As human beings we are meant to move on our two posterior paws and to use the feet as our main means of locomotion.


So it was for our ancestors who were used to walk and walk (and walk) every day, all day long, when we still were gatherers and hunters – sure, back then it was a matter of survival, but still the nomadic one was a lifestyle that suited well our own nature.

Then agriculture came and life started becoming more and more stable: the first villages were born, daily walking hours decreased, yet feet remained the main means of transport for the human species for a long long time – the wealthy along with those who still moved a lot and travelled far could count on chariots, carts and animals, but these means weren’t available to all people.

Years, centuries and even millennia went by bringing innovations and changes in lifestyles, yet means of transport stayed almost the same throughout this long period of time: most humans kept moving by feet, often walking kilometres a day.


The birth of engine and car has changed it all: first the wealthiest ones, then more and more people from every social class have had access to this instrument which brought a real revolution – as it always happens with every tool, one can use it consciously or abuse it until they are no longer the user and become the used one.

Car, train, ship, plane: they have accelerated travelling times and have made them more fitting in a society that is faster and faster; they have also made our life easier and more comfortable – at the point though that we have become so lazy and sluggish that we don’t even want to walk 200 ms and we often can’t do that without being out of breath.

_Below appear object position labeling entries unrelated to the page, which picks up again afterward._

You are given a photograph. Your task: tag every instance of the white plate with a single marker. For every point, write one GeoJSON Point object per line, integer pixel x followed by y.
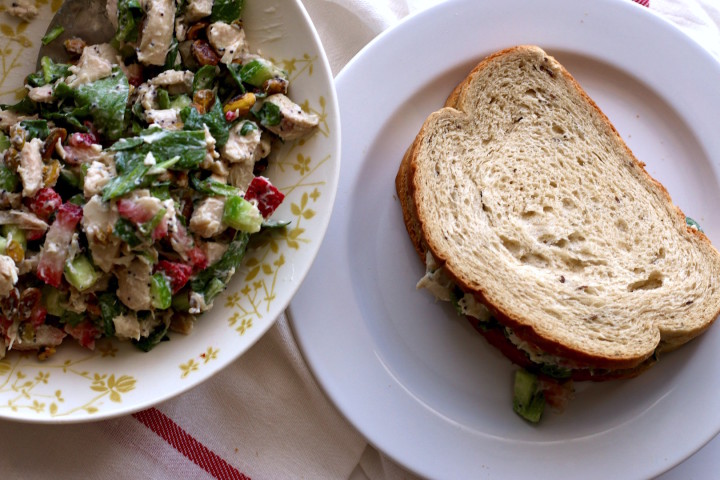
{"type": "Point", "coordinates": [78, 385]}
{"type": "Point", "coordinates": [406, 371]}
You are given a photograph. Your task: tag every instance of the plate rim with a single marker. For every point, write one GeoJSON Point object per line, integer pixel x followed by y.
{"type": "Point", "coordinates": [333, 150]}
{"type": "Point", "coordinates": [441, 10]}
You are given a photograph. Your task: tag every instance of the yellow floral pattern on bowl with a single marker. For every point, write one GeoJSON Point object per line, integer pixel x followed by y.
{"type": "Point", "coordinates": [78, 384]}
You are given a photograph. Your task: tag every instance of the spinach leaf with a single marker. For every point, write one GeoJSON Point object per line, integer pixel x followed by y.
{"type": "Point", "coordinates": [129, 15]}
{"type": "Point", "coordinates": [183, 150]}
{"type": "Point", "coordinates": [214, 119]}
{"type": "Point", "coordinates": [158, 335]}
{"type": "Point", "coordinates": [106, 98]}
{"type": "Point", "coordinates": [125, 231]}
{"type": "Point", "coordinates": [56, 31]}
{"type": "Point", "coordinates": [222, 269]}
{"type": "Point", "coordinates": [35, 129]}
{"type": "Point", "coordinates": [227, 10]}
{"type": "Point", "coordinates": [110, 307]}
{"type": "Point", "coordinates": [213, 187]}
{"type": "Point", "coordinates": [68, 115]}
{"type": "Point", "coordinates": [49, 73]}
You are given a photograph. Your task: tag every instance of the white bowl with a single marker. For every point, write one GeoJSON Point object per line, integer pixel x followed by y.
{"type": "Point", "coordinates": [77, 384]}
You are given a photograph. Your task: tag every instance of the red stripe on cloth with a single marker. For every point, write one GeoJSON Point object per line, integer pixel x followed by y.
{"type": "Point", "coordinates": [186, 444]}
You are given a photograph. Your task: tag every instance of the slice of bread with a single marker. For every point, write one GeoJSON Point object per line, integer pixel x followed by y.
{"type": "Point", "coordinates": [526, 196]}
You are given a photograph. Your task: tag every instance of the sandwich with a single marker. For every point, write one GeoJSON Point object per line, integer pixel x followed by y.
{"type": "Point", "coordinates": [536, 220]}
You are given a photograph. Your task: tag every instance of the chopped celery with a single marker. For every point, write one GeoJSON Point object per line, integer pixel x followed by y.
{"type": "Point", "coordinates": [9, 180]}
{"type": "Point", "coordinates": [257, 71]}
{"type": "Point", "coordinates": [242, 215]}
{"type": "Point", "coordinates": [528, 399]}
{"type": "Point", "coordinates": [80, 273]}
{"type": "Point", "coordinates": [110, 307]}
{"type": "Point", "coordinates": [160, 292]}
{"type": "Point", "coordinates": [54, 299]}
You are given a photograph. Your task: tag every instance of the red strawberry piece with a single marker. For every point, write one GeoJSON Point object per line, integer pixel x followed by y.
{"type": "Point", "coordinates": [58, 238]}
{"type": "Point", "coordinates": [268, 197]}
{"type": "Point", "coordinates": [177, 273]}
{"type": "Point", "coordinates": [45, 202]}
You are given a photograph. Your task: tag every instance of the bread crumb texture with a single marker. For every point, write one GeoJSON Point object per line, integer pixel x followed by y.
{"type": "Point", "coordinates": [525, 192]}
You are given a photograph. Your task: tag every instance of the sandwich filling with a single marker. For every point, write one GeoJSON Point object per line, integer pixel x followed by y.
{"type": "Point", "coordinates": [526, 354]}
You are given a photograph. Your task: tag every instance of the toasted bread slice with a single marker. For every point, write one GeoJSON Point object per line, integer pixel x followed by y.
{"type": "Point", "coordinates": [527, 197]}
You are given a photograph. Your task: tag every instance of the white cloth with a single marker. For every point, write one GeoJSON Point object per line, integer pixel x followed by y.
{"type": "Point", "coordinates": [264, 414]}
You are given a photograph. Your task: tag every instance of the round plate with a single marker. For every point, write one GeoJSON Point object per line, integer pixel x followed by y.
{"type": "Point", "coordinates": [80, 385]}
{"type": "Point", "coordinates": [411, 375]}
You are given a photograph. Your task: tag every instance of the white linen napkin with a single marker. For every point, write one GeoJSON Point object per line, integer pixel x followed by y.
{"type": "Point", "coordinates": [265, 416]}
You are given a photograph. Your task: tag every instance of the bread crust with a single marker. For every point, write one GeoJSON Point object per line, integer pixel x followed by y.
{"type": "Point", "coordinates": [523, 327]}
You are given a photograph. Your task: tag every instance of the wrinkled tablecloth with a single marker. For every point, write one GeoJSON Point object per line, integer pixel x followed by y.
{"type": "Point", "coordinates": [264, 417]}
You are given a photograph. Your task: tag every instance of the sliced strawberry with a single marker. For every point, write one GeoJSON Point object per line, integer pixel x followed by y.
{"type": "Point", "coordinates": [181, 241]}
{"type": "Point", "coordinates": [45, 202]}
{"type": "Point", "coordinates": [177, 273]}
{"type": "Point", "coordinates": [268, 197]}
{"type": "Point", "coordinates": [59, 235]}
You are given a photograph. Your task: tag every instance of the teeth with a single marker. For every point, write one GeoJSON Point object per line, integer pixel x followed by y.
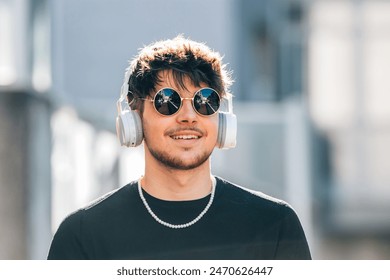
{"type": "Point", "coordinates": [185, 137]}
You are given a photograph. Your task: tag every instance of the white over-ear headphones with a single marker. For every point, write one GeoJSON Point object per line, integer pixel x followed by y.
{"type": "Point", "coordinates": [129, 124]}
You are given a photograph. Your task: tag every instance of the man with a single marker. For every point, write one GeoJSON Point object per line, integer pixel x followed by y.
{"type": "Point", "coordinates": [175, 92]}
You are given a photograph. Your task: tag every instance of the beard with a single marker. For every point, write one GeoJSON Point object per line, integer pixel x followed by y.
{"type": "Point", "coordinates": [176, 163]}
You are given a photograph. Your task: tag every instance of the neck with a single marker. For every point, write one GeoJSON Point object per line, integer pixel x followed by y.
{"type": "Point", "coordinates": [168, 184]}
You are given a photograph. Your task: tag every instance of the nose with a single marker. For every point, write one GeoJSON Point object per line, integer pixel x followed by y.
{"type": "Point", "coordinates": [187, 113]}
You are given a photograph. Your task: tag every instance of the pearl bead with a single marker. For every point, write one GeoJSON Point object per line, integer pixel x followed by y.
{"type": "Point", "coordinates": [180, 226]}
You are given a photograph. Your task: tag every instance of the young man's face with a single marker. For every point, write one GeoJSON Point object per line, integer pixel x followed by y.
{"type": "Point", "coordinates": [184, 140]}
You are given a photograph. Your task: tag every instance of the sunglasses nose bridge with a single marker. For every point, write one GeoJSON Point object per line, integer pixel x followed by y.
{"type": "Point", "coordinates": [187, 107]}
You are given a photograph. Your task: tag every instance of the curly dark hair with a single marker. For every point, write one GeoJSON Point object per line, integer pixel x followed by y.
{"type": "Point", "coordinates": [185, 59]}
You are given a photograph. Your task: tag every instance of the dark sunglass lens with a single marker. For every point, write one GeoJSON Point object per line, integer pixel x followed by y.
{"type": "Point", "coordinates": [206, 101]}
{"type": "Point", "coordinates": [167, 101]}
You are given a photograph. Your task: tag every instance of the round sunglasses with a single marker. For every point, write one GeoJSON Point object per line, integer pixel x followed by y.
{"type": "Point", "coordinates": [168, 101]}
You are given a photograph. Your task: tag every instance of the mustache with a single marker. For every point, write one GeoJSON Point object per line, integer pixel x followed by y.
{"type": "Point", "coordinates": [180, 129]}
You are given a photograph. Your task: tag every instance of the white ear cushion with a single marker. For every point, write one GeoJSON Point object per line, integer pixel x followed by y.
{"type": "Point", "coordinates": [129, 128]}
{"type": "Point", "coordinates": [227, 130]}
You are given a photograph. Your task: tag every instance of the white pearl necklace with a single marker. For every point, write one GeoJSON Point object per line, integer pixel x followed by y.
{"type": "Point", "coordinates": [214, 183]}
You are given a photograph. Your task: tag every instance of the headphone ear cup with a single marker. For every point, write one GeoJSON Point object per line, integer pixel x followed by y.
{"type": "Point", "coordinates": [129, 128]}
{"type": "Point", "coordinates": [227, 130]}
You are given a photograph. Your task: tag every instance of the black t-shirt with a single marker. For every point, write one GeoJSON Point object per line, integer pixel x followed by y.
{"type": "Point", "coordinates": [240, 224]}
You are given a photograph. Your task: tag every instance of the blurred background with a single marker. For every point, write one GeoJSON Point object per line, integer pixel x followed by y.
{"type": "Point", "coordinates": [312, 97]}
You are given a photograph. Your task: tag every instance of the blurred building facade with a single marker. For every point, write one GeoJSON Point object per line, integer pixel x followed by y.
{"type": "Point", "coordinates": [311, 97]}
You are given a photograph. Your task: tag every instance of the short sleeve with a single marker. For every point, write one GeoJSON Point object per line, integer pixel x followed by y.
{"type": "Point", "coordinates": [292, 243]}
{"type": "Point", "coordinates": [67, 241]}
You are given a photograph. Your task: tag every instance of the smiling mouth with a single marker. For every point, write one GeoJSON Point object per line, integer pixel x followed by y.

From nomads to lazy, unhealthy, obese beings – one of the many side effects of progress.


Back in May I had an abdominal surgery and I lived the unpleasant (to say the least) but luckily temporary experience of not even being able to do the basic daily movements that we take for granted without feeling an intense pain – I am talking of movements such as getting up from bed or walking.

As it usually happens when we are forced into doing or not doing something, I began feeling this irrepressible longing for walking, for walking a lot, for using again my feet as a means of transport for distances longer than the 1-2 kms I usually walk every day in town.


I gave myself time to heal, to recover, to take care of myself; then I tried this walking thing again: at first it was just a few metres (that left me exhausted), then I got to walk longer and longer until one day I took 5000 steps – then I needed a few days of rest but it still was a joyful experience.

I then started planning my venture: walking about 7 kms uphill from Cetona to Sarteano (both towns in the Italian province of Siena) – I can now say that it wasn’t much of a challenge, but it surely wasn’t something most people do regularly, above all a month after having surgery.

I fixed the date on my diary, but I didn’t go through with the first try. I let family and friends’ doubts persuade me that I wasn’t ready as I had just recovered.

After a short while though the right mix of factors (a much needed digital detox, the need to release tension and thoughts, learning about Darinka Montico thanks to Mangia Vivi Viaggia) gave me the motivation and the strength to really try: I stopped listening to my loved ones’ worries and started walking.




A little trip made of 9000 steps, among asphalt and nature, in the still-fresh air of a Summer morning,

re-discovering this body’s potential, a body which is strong, which knows how to thrive again after every hardship (many she has already encountered in almost 27 years), even when I don’t trust her, even when I don’t believe,

facing myself, facing my fears, wounds, shadows, and remembering that the only way to overcome discomfort (the one you feel when what you have repressed starts coming to surface, to awareness) is through and that we (each and every one of us) have all we need to do so, because our potential goes way beyond what we can imagine,

finding again the Connection with Nature and remembering that She is always present to support us and that, if we let Her, She is ready to nourish us and to give us the energy and the strength we need for every experience and every adventure,

and, above all, remembering Natural Rhythms and the well-Being and Beauty derived from the Re-Connection with the Rhythms and Cycles that belong to us and to all that, with us, is Nature – the Earth one, the Sky one.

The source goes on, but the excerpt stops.